What does lyap_k tell you about $\lambda$? Turn in this plot. Does that value make sense?

%%bash --out output --err error

lyap_k -R 0.5 -r 0.1 -m 7 -M 7 -d 104 p6_lorenz.csv -o p6_lorenz.lyap

[0.001 * val for val in lyap_plot('p6_lorenz.lyap')]

png

[6.8879699247983426e-08,
 7.2126691729333411e-07,
 1.5672180451129786e-07,
 5.9252631578879269e-08,
 6.577045112781558e-07]

This tells us that a good approximation is $\lambda \approx 7 \times 10^{-7}$. This generally makes sense as the attractor stays in a finite area.

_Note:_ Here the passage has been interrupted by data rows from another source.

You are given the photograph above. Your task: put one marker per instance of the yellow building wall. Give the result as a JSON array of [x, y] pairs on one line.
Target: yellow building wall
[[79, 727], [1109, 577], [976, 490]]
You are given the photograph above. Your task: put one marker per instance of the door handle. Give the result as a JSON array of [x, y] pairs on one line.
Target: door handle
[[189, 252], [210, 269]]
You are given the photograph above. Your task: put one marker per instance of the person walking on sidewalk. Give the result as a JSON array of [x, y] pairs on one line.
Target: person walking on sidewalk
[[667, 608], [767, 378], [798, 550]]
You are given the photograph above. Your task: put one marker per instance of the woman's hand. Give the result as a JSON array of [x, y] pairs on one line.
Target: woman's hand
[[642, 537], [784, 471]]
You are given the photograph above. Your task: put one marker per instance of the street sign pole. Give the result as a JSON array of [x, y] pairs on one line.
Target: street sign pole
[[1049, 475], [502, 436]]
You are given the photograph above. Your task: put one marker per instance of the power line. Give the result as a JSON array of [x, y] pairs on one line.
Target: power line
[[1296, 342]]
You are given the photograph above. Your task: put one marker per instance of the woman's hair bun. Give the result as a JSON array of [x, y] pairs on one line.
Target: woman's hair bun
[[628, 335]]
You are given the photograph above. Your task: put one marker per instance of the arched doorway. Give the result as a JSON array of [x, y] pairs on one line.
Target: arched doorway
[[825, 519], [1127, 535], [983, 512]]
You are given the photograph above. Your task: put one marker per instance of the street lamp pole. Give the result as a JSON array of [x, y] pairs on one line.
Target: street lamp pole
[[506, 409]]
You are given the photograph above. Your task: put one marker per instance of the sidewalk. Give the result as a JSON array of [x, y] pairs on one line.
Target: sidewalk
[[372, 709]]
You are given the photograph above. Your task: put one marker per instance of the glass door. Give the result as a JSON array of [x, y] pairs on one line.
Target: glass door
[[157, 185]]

(b) Run the PS7 code from the same initial condition and compute the eigenvalues of the resulting variational matrix and use them to calculate the exponents:

\[\lambda_i = \lim_{t \to \infty} \frac{1}{t} \ln \lvert m_i (t) \rvert\]

where $m_i(t)$ are the eigenvalues of the variational matrix ${\delta_{ij}}$. Compare these results to your answers in part (a).

def gen_lorenz(a, r, b):
    lorenz = lambda t, y: np.array([a * (y[1] - y[0]),
                                    r * y[0] - y[1] - y[0] * y[2],
                                    y[0] * y[1] - b * y[2],
                                    -a * y[3] + a * y[6],
                                    -a * y[4] + a * y[7],
                                    -a * y[5] + a * y[8],
                                    (r - y[2]) * y[3] - y[6] - y[0] * y[9],
                                    (r - y[2]) * y[4] - y[7] - y[0] * y[10],
                                    (r - y[2]) * y[5] - y[8] - y[0] * y[11],
                                    y[1] * y[3] + y[0] * y[6] - b * y[9],
                                    y[1] * y[4] + y[0] * y[7] - b * y[10],
                                    y[1] * y[5] + y[0] * y[8] - b * y[11]])
    return lorenz

Now we can create a Lorenz system with the correct parameters and solve.

lorenz = gen_lorenz(16, 45, 4)
initial_state = np.array([0, 1, 2, 1, 0, 0, 0, 1, 0, 0, 0, 1],
                         dtype=np.float64)
data = ps5lib.mrk4(lorenz, 0, initial_state, 0.001, 30000)

We can extract the final variational matrix from this result.

variation = np.array([data[-1, 3:6], data[-1, 6:9], data[-1, 9:12]])
variation

array([[ -4.63477474e+14,  -3.51754723e+14,  -8.82985607e+14],
       [ -7.10797071e+14,  -5.39457127e+14,  -1.35416200e+15],
       [ -6.09234089e+13,  -4.62376231e+13,  -1.16067115e+14]])

Finding the eigenvalues is straightforward.

eigenvalues = np.linalg.eig(variation)[0]
eigenvalues

array([ -1.11900172e+15,   7.59213360e-02,   1.05748944e+01])

Finally we can solve the limit.

np.log(np.abs(eigenvalues)) / 1e90

array([  3.46512134e-89,  -2.57805753e-90,   2.35848274e-90])

This limit will go to zero, which doesn’t quite mesh with my above answer. Assuming that machine error is the cause, we’ll assume that Kantz’ algorithm is accurate in this case.